最近、年下の友人に「何星人?」と聞いたら「……え?」という顔をされた。どうやら、平成二桁生まれの多くは“六星占術”(※1)を通っていないらしい。
筆者はというと、母が当時『ズバリ言うわよ!』(※2)を熱心に見ていたこともあり、年始には細木数子が表紙の“あの書籍”(※3)を買うのが、なかば恒例行事のようになっていた。
今年は、“良い年”なのか。それとも“大殺界”なのか──子どもながらにみょうに気にして、「どうやら今年は運気が悪いらしい」と知るだけで、なんとなく気分が沈んだ記憶がある。

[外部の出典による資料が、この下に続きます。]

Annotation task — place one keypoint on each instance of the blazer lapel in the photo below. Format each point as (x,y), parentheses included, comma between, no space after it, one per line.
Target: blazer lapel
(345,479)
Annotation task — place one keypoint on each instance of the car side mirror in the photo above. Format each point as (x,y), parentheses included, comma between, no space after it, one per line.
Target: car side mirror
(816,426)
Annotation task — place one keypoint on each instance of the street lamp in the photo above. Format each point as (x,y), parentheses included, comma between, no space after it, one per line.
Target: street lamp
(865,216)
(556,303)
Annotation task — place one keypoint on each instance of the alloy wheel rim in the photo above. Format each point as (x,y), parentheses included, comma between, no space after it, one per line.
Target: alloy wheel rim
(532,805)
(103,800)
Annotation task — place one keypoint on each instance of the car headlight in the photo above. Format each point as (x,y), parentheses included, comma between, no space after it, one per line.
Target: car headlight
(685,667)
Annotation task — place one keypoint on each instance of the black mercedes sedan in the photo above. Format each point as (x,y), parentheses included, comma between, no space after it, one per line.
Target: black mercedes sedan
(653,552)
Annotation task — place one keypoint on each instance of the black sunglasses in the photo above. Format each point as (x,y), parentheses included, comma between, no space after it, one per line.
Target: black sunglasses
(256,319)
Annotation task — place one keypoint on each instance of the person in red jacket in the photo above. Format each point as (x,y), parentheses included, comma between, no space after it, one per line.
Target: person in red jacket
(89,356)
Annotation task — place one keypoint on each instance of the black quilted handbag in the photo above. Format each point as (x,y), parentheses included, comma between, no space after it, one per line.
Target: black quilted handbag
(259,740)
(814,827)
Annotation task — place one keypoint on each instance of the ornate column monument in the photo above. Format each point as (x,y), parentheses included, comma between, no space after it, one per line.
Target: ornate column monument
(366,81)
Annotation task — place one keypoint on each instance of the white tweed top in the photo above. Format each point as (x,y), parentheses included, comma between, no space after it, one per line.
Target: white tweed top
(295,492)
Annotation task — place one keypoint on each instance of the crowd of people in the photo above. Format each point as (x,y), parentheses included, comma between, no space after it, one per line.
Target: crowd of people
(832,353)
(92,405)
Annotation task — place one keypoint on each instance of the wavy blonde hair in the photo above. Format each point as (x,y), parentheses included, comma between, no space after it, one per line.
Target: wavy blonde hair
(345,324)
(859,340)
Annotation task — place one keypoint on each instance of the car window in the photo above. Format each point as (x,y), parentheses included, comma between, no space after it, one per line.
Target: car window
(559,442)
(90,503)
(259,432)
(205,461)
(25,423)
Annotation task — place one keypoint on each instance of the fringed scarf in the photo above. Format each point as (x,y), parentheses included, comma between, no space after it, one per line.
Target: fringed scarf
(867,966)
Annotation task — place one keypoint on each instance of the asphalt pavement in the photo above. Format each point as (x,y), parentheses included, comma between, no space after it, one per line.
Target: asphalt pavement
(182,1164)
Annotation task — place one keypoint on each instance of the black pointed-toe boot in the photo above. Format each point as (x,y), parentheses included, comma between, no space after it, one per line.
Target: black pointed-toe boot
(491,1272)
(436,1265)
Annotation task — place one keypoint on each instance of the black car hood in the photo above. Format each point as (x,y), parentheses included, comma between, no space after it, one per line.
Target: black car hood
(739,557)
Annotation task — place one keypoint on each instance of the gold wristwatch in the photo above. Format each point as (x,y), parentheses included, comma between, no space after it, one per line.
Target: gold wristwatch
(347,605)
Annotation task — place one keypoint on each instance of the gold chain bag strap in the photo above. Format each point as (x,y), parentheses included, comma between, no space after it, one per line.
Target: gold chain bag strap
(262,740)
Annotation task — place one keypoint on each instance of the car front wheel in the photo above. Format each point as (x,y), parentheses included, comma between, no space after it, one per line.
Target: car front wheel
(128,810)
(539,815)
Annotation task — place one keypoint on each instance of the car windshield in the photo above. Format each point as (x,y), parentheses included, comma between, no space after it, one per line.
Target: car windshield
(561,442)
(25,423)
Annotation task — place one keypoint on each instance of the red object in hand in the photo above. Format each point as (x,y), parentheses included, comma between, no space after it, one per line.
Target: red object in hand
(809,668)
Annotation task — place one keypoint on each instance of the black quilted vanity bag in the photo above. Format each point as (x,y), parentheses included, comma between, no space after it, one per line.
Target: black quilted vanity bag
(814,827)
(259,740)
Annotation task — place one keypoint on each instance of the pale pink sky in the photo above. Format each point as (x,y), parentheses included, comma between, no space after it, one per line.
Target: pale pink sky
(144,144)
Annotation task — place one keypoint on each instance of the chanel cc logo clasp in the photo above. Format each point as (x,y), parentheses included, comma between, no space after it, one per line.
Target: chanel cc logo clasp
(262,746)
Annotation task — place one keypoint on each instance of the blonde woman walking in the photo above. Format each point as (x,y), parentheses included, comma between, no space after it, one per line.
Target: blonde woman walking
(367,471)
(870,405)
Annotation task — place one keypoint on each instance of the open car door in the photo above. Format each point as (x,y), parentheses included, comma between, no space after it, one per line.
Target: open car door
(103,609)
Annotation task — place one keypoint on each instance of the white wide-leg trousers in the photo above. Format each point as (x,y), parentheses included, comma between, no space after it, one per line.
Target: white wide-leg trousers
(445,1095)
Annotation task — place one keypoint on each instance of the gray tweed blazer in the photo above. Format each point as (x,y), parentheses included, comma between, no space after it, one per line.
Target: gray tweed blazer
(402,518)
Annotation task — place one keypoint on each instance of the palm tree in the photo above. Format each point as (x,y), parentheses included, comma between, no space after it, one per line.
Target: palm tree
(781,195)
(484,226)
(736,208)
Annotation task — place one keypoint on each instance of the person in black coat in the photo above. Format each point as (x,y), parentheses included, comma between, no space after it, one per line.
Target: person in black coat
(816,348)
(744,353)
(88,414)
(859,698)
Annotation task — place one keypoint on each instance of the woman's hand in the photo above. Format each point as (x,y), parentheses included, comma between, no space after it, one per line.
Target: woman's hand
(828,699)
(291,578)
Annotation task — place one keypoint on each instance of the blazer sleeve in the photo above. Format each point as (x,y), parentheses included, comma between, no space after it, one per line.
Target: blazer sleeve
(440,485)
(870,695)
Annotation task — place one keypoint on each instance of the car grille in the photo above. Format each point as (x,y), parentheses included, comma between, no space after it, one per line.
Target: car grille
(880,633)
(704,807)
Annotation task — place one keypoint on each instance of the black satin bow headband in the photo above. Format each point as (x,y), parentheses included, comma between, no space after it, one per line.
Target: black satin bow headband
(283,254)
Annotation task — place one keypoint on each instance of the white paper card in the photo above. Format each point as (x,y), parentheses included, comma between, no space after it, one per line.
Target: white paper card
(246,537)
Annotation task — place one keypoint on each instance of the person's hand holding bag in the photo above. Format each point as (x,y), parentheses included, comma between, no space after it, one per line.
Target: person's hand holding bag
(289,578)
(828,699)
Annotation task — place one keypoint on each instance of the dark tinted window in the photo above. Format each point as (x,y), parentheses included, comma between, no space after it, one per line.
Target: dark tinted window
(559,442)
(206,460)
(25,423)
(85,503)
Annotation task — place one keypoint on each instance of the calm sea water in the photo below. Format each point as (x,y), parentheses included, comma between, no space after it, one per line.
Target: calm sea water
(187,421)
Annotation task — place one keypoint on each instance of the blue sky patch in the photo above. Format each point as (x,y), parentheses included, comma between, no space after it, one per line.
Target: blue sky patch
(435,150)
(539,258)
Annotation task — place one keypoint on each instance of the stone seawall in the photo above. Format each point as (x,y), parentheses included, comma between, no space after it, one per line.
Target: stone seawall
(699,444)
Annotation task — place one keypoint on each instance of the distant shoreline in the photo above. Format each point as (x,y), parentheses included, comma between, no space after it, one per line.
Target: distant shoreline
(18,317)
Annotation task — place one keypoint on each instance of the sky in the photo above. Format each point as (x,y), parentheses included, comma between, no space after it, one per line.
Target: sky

振り返れば、「ただの占いに左右されすぎじゃない?」とも思うが、2000年代は、それほどまでに細木数子の言葉に力があった時代なのである。
(※1)細木数子が、土星、金星、火星、天王星、木星、水星の6つの運命星に分類して占うと提唱した手法。それぞれの運命星を持つ人物を土星人、金星人、火星人、天王星人、木星人、水星人と称している。
(※2)TBS系で2004~2008年まで放送されていた、バラエティ番組。細木数子が六星占術を用いて、人生相談に乗るという内容。
(※3)『六星占術によるあなたの運命』。運命星ごとに、毎年の運勢を記した書籍が刊行されている(2020年度版以降は、細木かおり)
「見たタイミングが大殺界の年だったら気分が落ちるから、読むのやーめよっ」と思ってから、しばらく六星占術から離れていた私だったが、細木数子の波乱の半生を描いたドラマ『地獄に堕ちるわよ』(Netflix)が配信されたことで、ふたたびその存在を思い出した。
どうやら、天王星人プラスのわたしは、昨年まで大殺界だったらしい。今年からは“種子”といって、新しいことを始めるのに適した時期に入ったという。たしかに、当たっている。「2026年になって、運気が良くなってきた気がする」と浮かれていたタイミングだったものだから、「細木数子って、やっぱりすごいんじゃね?」とまんまとドラマの世界にも引きずり込まれてしまった。
■朝からは絶対に見たくない でも、“裏”の朝ドラがあったらこんな感じ?
わたしは、女性のサクセスストーリーが好きだ。だから、朝ドラもよく見る。どんなに困難な状況にいても、希望を捨てずに前を向いて生きているヒロインを見ると、不思議と勇気が湧いてくるのだ。
『地獄に堕ちるわよ』は、「この物語は事実に基づいた虚構である」と書かれているため、あくまでフィクションとして読み解いていくべき作品だとは思う。しかし、本作に登場する細木数子は、どうしても、あの“私が当時見ていた細木数子”と重なってしまうのだ。
『地獄に堕ちるわよ』の細木数子は、“裏”朝ドラヒロインのような半生だ。例えば、真の朝ドラヒロインは、どん底にいても光の存在を信じて前に進んでいく。一方で、細木数子は執念や怒りを燃料にして這い上がっていくタイプだ。
まず、第1話の大部分で、彼女の幼少期が描かれる(こういうところも、朝ドラっぽい)。1938年に生まれた細木数子は戦時中の貧しい時代を生き抜いてきた。そのときに、ひもじい思いをした経験が、彼女のなかに強烈な“飢え”を残したのだろう。
貧乏には戻りたくない。
誰にも見下されたくない。
絶対に負けたくない──。
だから、細木数子は誰かに救われるのを待つのではなく、自分で運命をこじ開けようとする。その姿は、ときに恐ろしいほどの執念を感じさせる。
もっと上を目指したいと思ったとき。ひたむきに努力をするか。怒りを原動力に、使えるものはすべて使って、のし上がっていくか。朝ドラヒロインと細木数子の違いは、そこだけなのかもしれない。だからこそ、『地獄に堕ちるわよ』には、どこか朝ドラ的な面白さがあるのである。